Le fait d’attendre des citoyens qu’ils paient des pots-de-vin afin qu’un employé du secteur public leur fournisse le service qu’ils sont en droit de recevoir est ce qu’on appelle la « petite corruption ». Cet employé abuse de sa position pour arrondir ses revenus au détriment des citoyen(ne)s et du service lui-même.
Beaucoup d’usagers subissent le poids de cette corruption quand ils tentent d’avoir accès aux services publics de base. Au Mali, plusieurs personnes affirment avoir versé un pot-de-vin pour être rapidement satisfait.
« Même si tu ne penses pas à cela, raconte Moussa, un jeune coursier, ce sont les agents eux-mêmes qui t’incitent à contourner le circuit. De 1000 F CFA jusqu’à 10 000 F CFA, le montant varie selon les services demandés ».
Pour Samba, ayant fait les frais de la « petite corruption » au Trésor public de Bamako, le prix est fixé. Pour voir son mandat versé dans son compte bancaire, on n’hésite pas à vous demander de payer 10 000 F CFA rubis sur l’ongle pour être rapidement servi.
« Cher monsieur, c’est mieux de payer 10 000 F CFA pour que les choses bougent vite. Sinon vous aurez à attendre. Le circuit est lent d’habitude. Je me charge personnellement de votre dossier ! » Telle est la phrase toute faite utilisée comme leitmotiv dans ce service et dans plusieurs autres pour arnaquer les honnêtes usagers de l’administration publique.
En plus du Trésor public, dans les tribunaux ou la police, les usagers ne manquent pas d’anecdotes. Ils se trouvent être les services les plus corrompus de toute la chaîne administrative, selon de nombreux témoins. Ensuite viennent les services de douanes.
Pour faire légaliser un document administratif au tribunal, les standardistes se font les poches. Pour un document qui se légalise à 1000 F CFA habituellement, les moins nantis se font extorquer 1000 F CFA de plus. Des standardistes leur prennent 2000 F CFA pour la légalisation de leur document. Pendant que d’autres se cachent pour le faire, certains le disent clairement, « mon déplacement pour suivre ton document est de 1000 F CFA. Le service est plus rapide si c’est moi », avancent-ils. Et c’est ce qui arrive dans la plupart des cas. Au lieu de revenir vers 15 h récupérer votre document, vous attendez juste quelques minutes et le tour est joué !
La police est le fleuron de la chaîne. Les policiers maliens rackettent au su et au vu de tout le monde. Le fait ne scandalise plus personne à tel point qu’il est devenu banal de donner un billet de 500 ou 1000 F CFA, voire des pièces de monnaie à un policier et de continuer son chemin. La scène se joue en un tour de main rapide en catimini et l’infraction, si c’en est une, est oubliée.

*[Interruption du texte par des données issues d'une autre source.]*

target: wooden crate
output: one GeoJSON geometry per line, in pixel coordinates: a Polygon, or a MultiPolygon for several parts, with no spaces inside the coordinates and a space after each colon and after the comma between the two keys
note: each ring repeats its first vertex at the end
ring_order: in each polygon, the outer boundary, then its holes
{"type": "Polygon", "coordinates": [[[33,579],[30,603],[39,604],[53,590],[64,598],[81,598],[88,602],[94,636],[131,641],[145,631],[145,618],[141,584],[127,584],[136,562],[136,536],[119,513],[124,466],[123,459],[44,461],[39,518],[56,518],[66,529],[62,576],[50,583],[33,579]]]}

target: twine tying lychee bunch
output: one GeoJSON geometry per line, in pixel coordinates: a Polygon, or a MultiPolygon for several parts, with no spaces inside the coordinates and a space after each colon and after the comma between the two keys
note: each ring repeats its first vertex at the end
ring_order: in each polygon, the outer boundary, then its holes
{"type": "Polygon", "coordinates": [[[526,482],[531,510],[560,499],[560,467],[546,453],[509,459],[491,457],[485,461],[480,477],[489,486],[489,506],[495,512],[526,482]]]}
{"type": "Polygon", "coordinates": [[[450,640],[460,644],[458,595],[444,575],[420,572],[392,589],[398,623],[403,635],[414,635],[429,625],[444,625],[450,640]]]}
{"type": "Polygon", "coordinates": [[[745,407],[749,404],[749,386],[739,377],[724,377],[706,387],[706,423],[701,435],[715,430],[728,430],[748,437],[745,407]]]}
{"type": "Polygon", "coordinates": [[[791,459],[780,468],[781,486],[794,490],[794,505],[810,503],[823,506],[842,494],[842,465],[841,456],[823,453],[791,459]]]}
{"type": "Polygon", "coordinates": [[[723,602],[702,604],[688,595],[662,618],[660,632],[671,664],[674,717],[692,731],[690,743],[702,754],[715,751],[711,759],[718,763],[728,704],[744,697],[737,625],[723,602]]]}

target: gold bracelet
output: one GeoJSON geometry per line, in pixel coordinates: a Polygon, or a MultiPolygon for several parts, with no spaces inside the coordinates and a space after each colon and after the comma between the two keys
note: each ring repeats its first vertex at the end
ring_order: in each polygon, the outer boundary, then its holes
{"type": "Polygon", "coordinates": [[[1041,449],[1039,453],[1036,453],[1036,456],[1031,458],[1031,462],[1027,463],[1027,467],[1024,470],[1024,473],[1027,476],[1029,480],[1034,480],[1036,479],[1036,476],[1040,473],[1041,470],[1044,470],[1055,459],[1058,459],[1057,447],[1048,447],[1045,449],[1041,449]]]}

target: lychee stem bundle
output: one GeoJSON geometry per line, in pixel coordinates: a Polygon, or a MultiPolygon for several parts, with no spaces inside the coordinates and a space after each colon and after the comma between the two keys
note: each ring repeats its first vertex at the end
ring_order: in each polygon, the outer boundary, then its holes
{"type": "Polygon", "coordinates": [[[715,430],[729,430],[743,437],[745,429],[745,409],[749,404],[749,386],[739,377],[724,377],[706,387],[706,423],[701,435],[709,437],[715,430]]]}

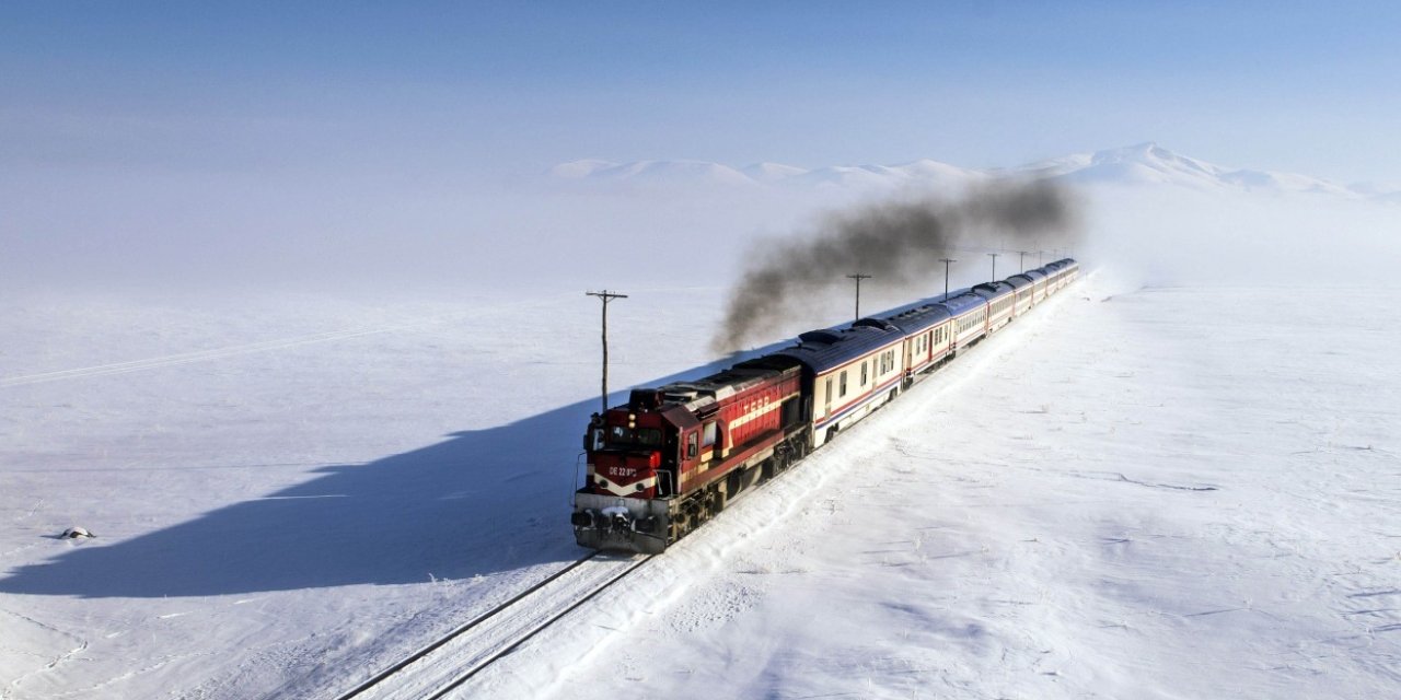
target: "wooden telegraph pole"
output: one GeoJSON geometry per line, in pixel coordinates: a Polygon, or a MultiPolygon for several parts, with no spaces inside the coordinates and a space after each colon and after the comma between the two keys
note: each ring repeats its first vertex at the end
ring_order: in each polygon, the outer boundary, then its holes
{"type": "Polygon", "coordinates": [[[598,414],[602,416],[604,413],[608,413],[608,302],[612,300],[625,300],[628,295],[608,290],[586,291],[584,295],[598,297],[604,302],[604,407],[598,412],[598,414]]]}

La petite corruption entrave sérieusement les services publics. Les citoyens sont floués. Elle anéantit le principe du traitement équitable et ébranle l’intégrité des employés du secteur public. Ce qui devrait être un service public n’est alors plus qu’une simple transaction commerciale. Elle met également en mal la volonté publique de s’attaquer à la corruption à grande échelle. Il s’avère plus que nécessaire de mettre un terme à ce phénomène de la petite corruption.